(Fe29 Gallery)
It is now four years on from the death of one of Dunedin’s most impressive and beloved sculptors, Peter Nicholls. Fe29 Gallery are honouring an artist and a friend with a retrospective of Nicholls’ work, lavishly annotated and accompanied by a wealth of information in the form of artist’s notes, news clippings, and photographs.
Nicholls’ best-known sculptures are generally large-scale outdoor installations, most notably for Dunedin audiences the wooden wingspan of Toroa on the harbour waterfront and Bridge, a large parabolic timber arch on the University Union lawn.
Much of the sculptor’s work was on a more intimate scale, and such pieces are well represented in the display with items such as Untitled (Cross) and a wonderful installation featuring a kiwi surrounded by shaped pieces of swamp kauri.
The larger public works are also represented, with the artist’s models and maquettes of several major installations on display.
Also exhibited are several of the artist’s works in metal, pieces designed to interact with light and shadow as the viewer moves around them.
Perhaps the most surprising works are a series of pastel and watercolour images, representing a largely overlooked side of the artist’s skills.
The harbour views and bird studies reflect Nicholls’ love for the natural world and his surroundings in Dunedin.

(Milford Gallery)
Amanda Gruenwald’s exhibition at Milford Gallery is a series of abstract works which explore the painting process.

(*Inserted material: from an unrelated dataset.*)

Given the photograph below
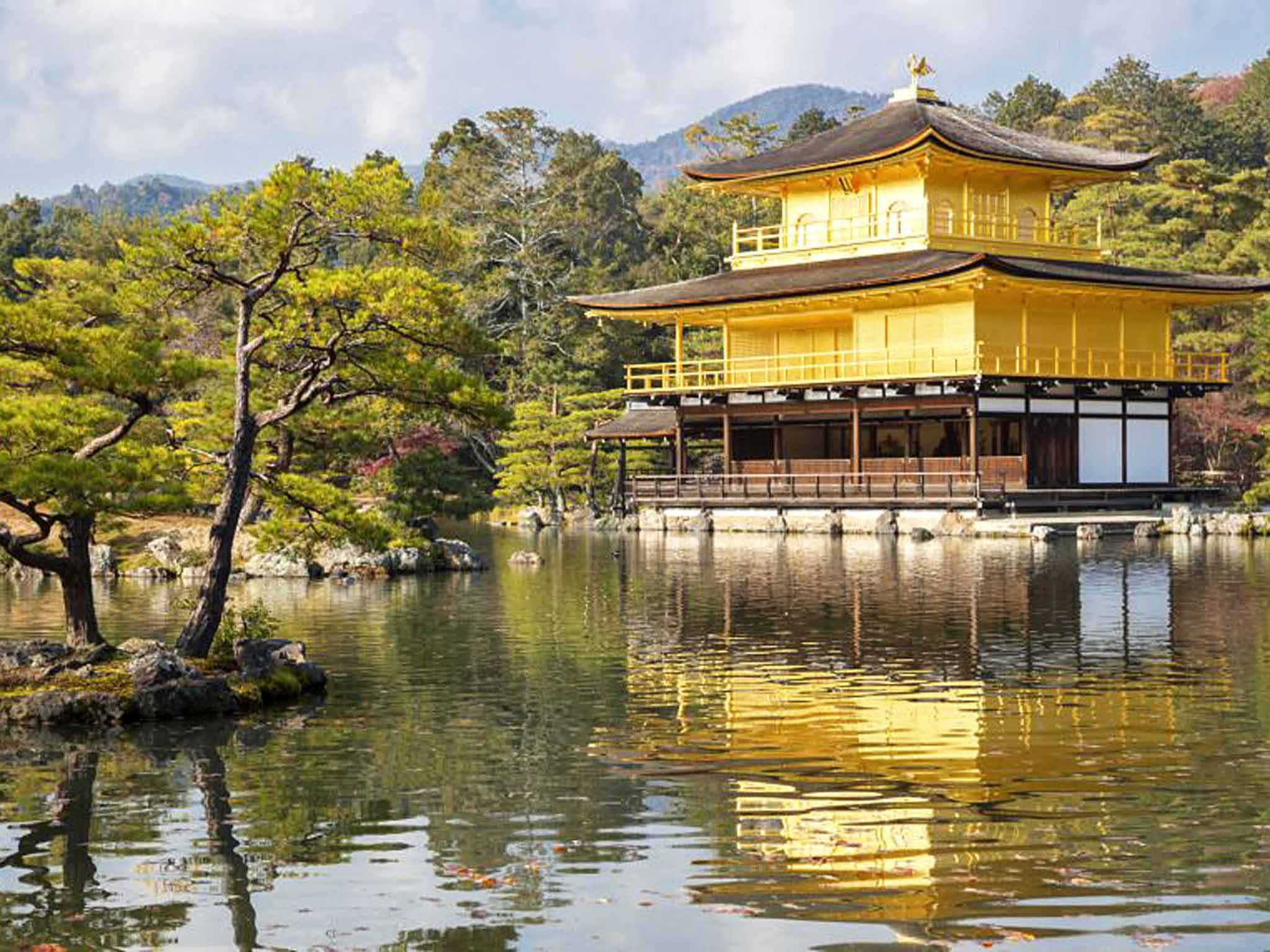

Gruenwald’s usual pieces are strong, bright abstractions, created largely via the medium of sprayed acrylic.
In making these works, she has often placed her canvases on drop-cloths on the floor, and painted by standing over and walking around them.
In her latest exhibition, the artist has somewhat subverted her normal methods to create works with a philosophical depth, by attempting to re-create the drop-cloths she has previously used as her base.
Rather than seeing a finished painting, we get a view of the ground as deliberately and thoughtfully created "found art", with the muted colours of peripheral spray cut short by the hard edges of the place where a canvas would have been.
In the artist’s own words, she has elevated the incidental, turning the ground into the figure.
The art becomes dependent on the deliberately created negative spaces of the work and these the artist has extended by the use of slashes of paint forming right-angled patterns.
In several of the pieces, notably Floor Paintings 18, 22, and 27, Gruenwald has created a gestural skyscape of colour within the spaces in her design, the lines of which seem to form intangible frames around these new scenes.

(Moray Gallery)
Abstraction is also the ostensible genre of painting employed by Trisha Bennett, though in Bennett’s case the abstraction is imbued with a subtle realism.
The artist has been inspired by recent travels in Southeast Asia, and particular meetings with Karen, Kachin and Shan children displaced by the wars of northern Myanmar.
The deep misty colours of her art reflect the emotions, ranging from despair to longing, vulnerability to resilience, which she saw in the faces of these people, while simultaneously suggesting a dreamscape of the Myanmar landscape.
The works are primarily tone studies, multiple acrylic layers of sombre blue and enlightening pink and orange becoming visual metaphors for the presence of fear and hope.
Occasionally, as in Seeking Refuge — Journey of the Innocents and Longing for Home, solid objects appear from the abstraction, though elsewhere form is only implied, as in the distant ship emerging from the mists of A New Dawn.
The best of the pieces, such as the humming land and skies of Naming + Claiming — My Mountains Will Always be Karen have an almost Turneresque Romanticism in their play of light on the half-hidden structures within the deep blue hues.